Sarah Roden

About the Author Sarah Roden

Sarah writes about stock market news for TipRanks. She graduated as member of Phi Beta Kappa from the University of Richmond in Richmond, Virginia.

3 Top Internet Stocks Rated This Week: Google Inc (GOOG), Alibaba Group Holding Ltd. (BABA), Yahoo! Inc. (YHOO)


From lawsuits to mergers, Internet stocks had a busy week. Find out what analysts are saying about 3 of the most popular Internet stocks:

Google Inc (NASDAQ:GOOG)

This week, the European Union formally accused Google of antitrust violations, claiming the search engine favors its own services over others in search results. The lawsuit is aimed at Google’s shopping comparison website and Android software. The EU claims that Google unfairly directs shopping search queries to their own platform and that the company unfairly pre-installs its applications onto Android platforms. Googles faces the potential of paying billions in fines.

On April 15, Google executive Amit Singhal posted a blog refuting the antitrust accusation. Singhal noted that Google now competes with more search engines than ever before and Google’s specialized results for traveling and leisure have actually helped boost profits for Yelp, TripAdvisor, and Expedia. Furthermore, Singhal offered a graph illustrating that several European shopping sites garner more unique visitors than Google’s shopping platform.

Despite the legal battle, analysts remain bullish on the stock. On April 14, top analyst Youssef Squali of Cantor Fitzgerald maintained a Buy rating on Google with a $635 price target. Squali noted, “We continue to see Google as one of the best plays on global online ad and commerce growth at a compelling valuation.”

Youssef Squali has a 75% success rate recommending stocks with a +26.1% average return per rating.

On average, the top analyst consensus for Google on TipRanks is Moderate Buy.

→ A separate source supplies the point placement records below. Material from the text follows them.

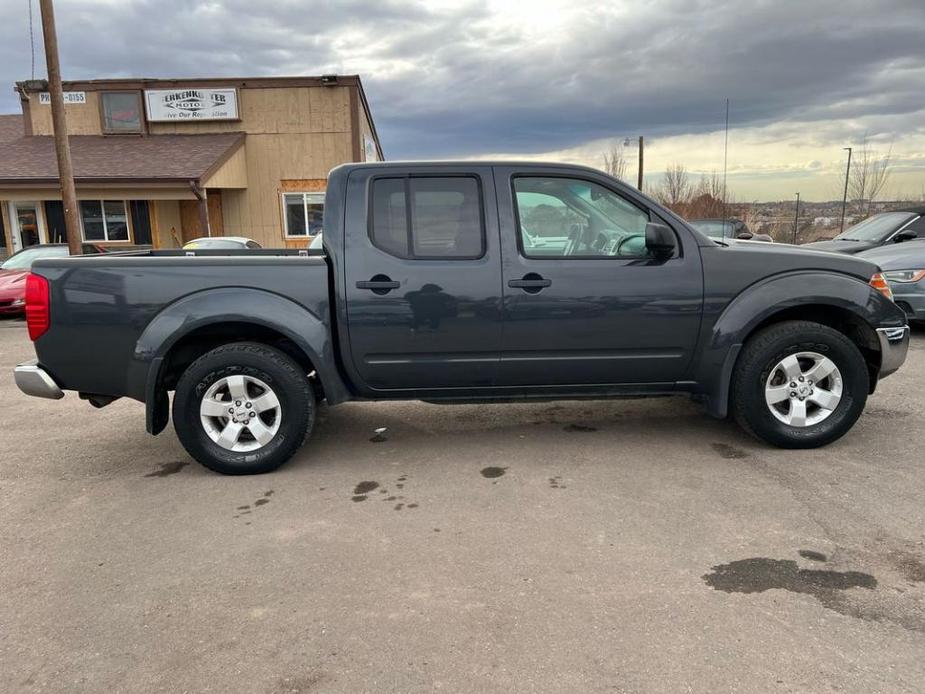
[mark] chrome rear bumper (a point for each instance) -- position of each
(894, 345)
(33, 380)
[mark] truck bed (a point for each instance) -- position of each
(103, 305)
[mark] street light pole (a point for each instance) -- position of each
(639, 178)
(59, 120)
(844, 200)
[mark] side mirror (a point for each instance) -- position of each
(660, 240)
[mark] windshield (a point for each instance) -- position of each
(713, 228)
(24, 259)
(875, 228)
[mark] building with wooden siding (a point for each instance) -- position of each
(164, 161)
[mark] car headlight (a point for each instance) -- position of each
(905, 275)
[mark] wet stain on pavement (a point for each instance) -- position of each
(758, 574)
(168, 469)
(244, 509)
(365, 487)
(885, 413)
(728, 452)
(362, 489)
(812, 555)
(578, 428)
(910, 566)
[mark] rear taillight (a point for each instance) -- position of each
(37, 308)
(878, 282)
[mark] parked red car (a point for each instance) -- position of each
(13, 273)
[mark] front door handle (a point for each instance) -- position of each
(530, 283)
(379, 284)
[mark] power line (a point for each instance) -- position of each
(32, 39)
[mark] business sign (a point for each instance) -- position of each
(168, 105)
(69, 98)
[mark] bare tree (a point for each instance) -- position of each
(711, 185)
(870, 172)
(615, 161)
(675, 189)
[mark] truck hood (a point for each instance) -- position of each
(841, 246)
(776, 258)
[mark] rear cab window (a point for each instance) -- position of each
(428, 217)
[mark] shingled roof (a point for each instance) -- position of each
(11, 127)
(98, 158)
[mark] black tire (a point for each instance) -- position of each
(289, 383)
(764, 351)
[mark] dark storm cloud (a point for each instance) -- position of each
(458, 81)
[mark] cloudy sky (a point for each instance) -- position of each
(552, 79)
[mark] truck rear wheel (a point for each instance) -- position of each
(243, 408)
(799, 384)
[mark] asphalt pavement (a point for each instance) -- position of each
(621, 546)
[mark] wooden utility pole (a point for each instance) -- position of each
(641, 147)
(844, 200)
(59, 119)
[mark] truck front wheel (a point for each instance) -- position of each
(799, 384)
(243, 408)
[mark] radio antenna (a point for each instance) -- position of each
(725, 165)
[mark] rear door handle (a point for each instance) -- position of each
(530, 283)
(379, 284)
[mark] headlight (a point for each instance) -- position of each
(905, 275)
(879, 283)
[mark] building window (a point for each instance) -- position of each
(121, 112)
(428, 217)
(104, 220)
(303, 214)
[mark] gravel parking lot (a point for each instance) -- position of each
(634, 546)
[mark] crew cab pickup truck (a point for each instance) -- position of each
(465, 282)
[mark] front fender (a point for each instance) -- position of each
(721, 343)
(309, 330)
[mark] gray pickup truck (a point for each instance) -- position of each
(465, 282)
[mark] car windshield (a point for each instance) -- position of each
(713, 228)
(24, 259)
(875, 228)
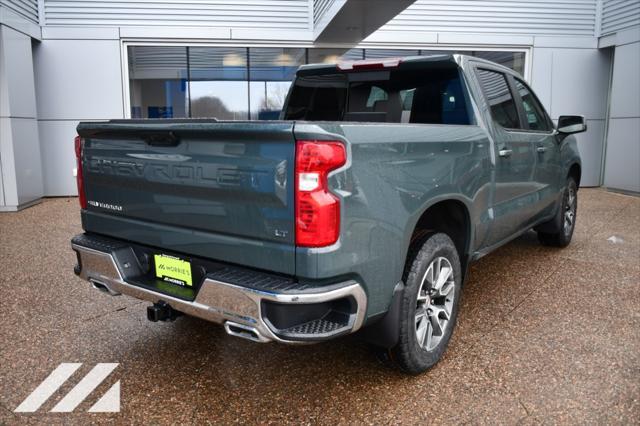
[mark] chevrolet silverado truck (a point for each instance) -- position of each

Alibaba Group Holding Ltd. (NYSE:BABA)

On April 15, Alibaba announced a $2.5 billion deal to publicly list its online pharmacy on the Hong Kong Stock Exchange. This move positions the Chinese e-commerce giant to benefit from China’s growing healthcare sector. The pharmaceutical arm of the company will be traded in Hong Kong under Alibaba Health Information Technology Ltd. The company is hoping the move will morph the pharmaceutical platform into a retailer of over-the-counter drugs into a platform for prescription drugs, pending Chinese legislation.

This comes as good news for the Chinese ecommerce retailer as Alibaba was recently hit with negative publicity surrounding a counterfeit goods scandal and the abatement of online lottery ticket sales.

On April 14, analyst Cheng Cheng of Pacific Crest maintained a Buy rating on Alibaba with a price target of $101. Cheng noted several near-term headwinds, such as the crackdown on online lottery ticket sales, which is predicted to hurt Alibaba’s sales. Additionally, Cheng increased his operating expense estimate and noted that Alibaba is continuing to regain public trust after negative publicity surrounding counterfeit goods. Cheng commented, “Despite the negative estimate revision and lower price target on Alibaba… We continue to see Alibaba as the dominant player in a rapidly growing e-commerce market, and see improving take-rate trends for Alibaba as the platform provides more value to both consumers and merchants.”

Cheng Cheng has a 42% overall success rate recommending stocks with a +10.9% average return per recommendation.

On average, the top analyst consensus for Alibaba on TipRanks is Strong Buy.